Tarantool development patches archive
 help / color / mirror / Atom feed

From: Serge Petrenko via Tarantool-patches <tarantool-patches@dev.tarantool.org>
To: Vladislav Shpilevoy <v.shpilevoy@tarantool.org>,
	tarantool-patches@dev.tarantool.org, gorcunov@gmail.com
Subject: Re: [Tarantool-patches] [PATCH 1/1] applier: process synchro rows after WAL write
Date: Fri, 9 Apr 2021 11:26:23 +0300	[thread overview]
Message-ID: <1460ae71-9e27-f844-1a97-acf3942700fc@tarantool.org> (raw)
In-Reply-To: <c909211a-ef69-82d6-a4f7-ba1d2ee5c7f6@tarantool.org>



09.04.2021 01:56, Vladislav Shpilevoy пишет:
> Hi! Thanks for the review!
>
>> Thanks for the patch!
>>
>> I'm a bit worried about two different synchro rows coming from two
>> appliers. Is everything ok in this case?
>> Or even normal rows coming from other appliers.
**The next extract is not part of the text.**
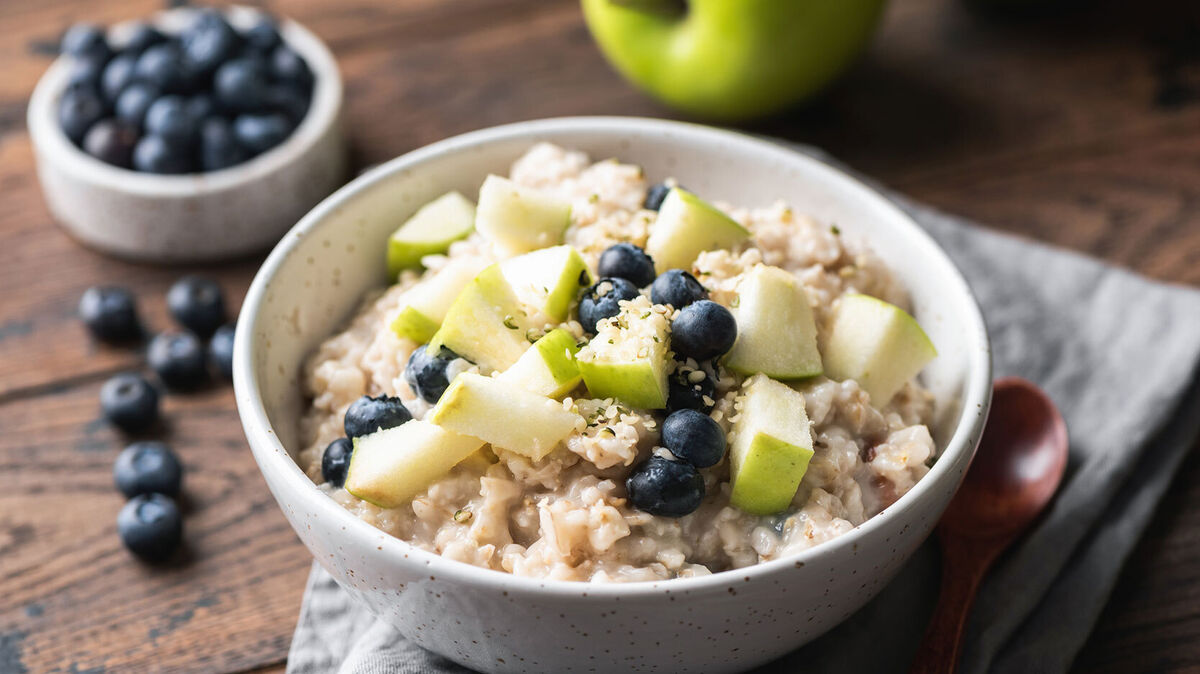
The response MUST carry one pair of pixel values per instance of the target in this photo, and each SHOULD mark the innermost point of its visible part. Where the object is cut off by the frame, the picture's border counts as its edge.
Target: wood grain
(1081, 130)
Say some other replica
>> has already applied this synchro row and even has written some rows on
>> top of it. Its applier won't block on replica_id latch, and may fail to apply
>> some txs following this synchro row, because it's not yet written to WAL
>> and thus not applied (limbo is still not empty or belongs to other instance).
> Should not happen, if I understood you correctly. See my response in the
> other email + a test for test-run + a console test.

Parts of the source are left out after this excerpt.